Essais comparatifs randomisés et quasi-randomisés comparant la réinjection et l'élimination des résidus gastriques chez les nourrissons prématurés.
Deux auteurs ont évalué l’éligibilité des essais et le risque de biais et on extrait les données de façon indépendante. Nous avons analysé les effets du traitement dans des essais individuels et avons rapporté le rapport de risque et la différence de risque pour les données binaires, et la différence moyenne pour les données continues, avec des intervalles de confiance respectifs de 95 %. Nous avons utilisé l'approche GRADE pour évaluer la qualité des données probantes.
Nous avons trouvé un essai éligible qui comprenait 72 prématurés. Cet essai n'a pas utilisé la mise en aveugle.

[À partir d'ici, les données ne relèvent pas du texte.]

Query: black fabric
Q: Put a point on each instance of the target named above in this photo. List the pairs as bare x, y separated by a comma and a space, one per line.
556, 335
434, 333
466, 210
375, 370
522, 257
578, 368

Nous ne sommes pas certains de l'effet de la réinjection des résidus gastriques sur les critères de jugement tels que le temps de récupération du poids à la naissance (différence moyenne (DM) de 0,40 jour, intervalle de confiance à 95 % (IC) de -2,89 à 3,69 jours ; preuves de très faible qualité), le temps avant une alimentation entérale ≥ 120 mL/kg/j (DM -1,30 jour, IC à 95 % : -2,93 à 0,33 jours, preuves de très faible qualité), le nombre de nourrissons ayant un ralentissement de croissance extra-utérin à la sortie de l’hôpital (risque ratio 1,29 ; IC à 95 % : 0,38 à 4,34 ; certitude très faible des preuves), la durée totale de nutrition parentérale (DM -0,30 jour, IC à 95 % -2,07 à 1,47 jour ; preuves de très faible qualité) et la durée du séjour à l'hôpital (DM -1,90 jours, IC à 95 % -25,27 à 21,47 jours ; preuves de très faible qualité).
De même, nous ne sommes pas certains de l'effet de la réinjection du résidu gastrique sur les critères de jugement d'innocuité tels que l'incidence d'entérocolite nécrosante de stade 2 ou 3 et/ou de perforation intestinale spontanée (RR 0,71, IC à 95 % 0,25 à 2,04 ; preuves de très faible qualité), le nombre d'épisodes d'interruption alimentaire durant ≥ 12 heures (RR 0,80, IC à 95 % 0,42 à 1,52 ; données très faible qualité) ou de mortalité avant la sortie d’hôpital (RR 0,50, IC à 95 % 0,14 à 1,85 ; données faibles qualité). Nous ne sommes pas certains de l'effet de la réinjection des résidus gastriques dans les sous-groupes de nourrissons nourris au lait maternel et au lait artificiel. Nous n'avons trouvé aucune donnée sur d'autres critères de jugement comme la courbe staturo-pondérale et le périmètre crânien pendant le séjour à l'hôpital, la croissance après la sortie de l’hôpital, le nombre de nourrissons atteints d'une maladie hépatique associée à la nutrition parentérale et les critères de jugement neurodéveloppementaux.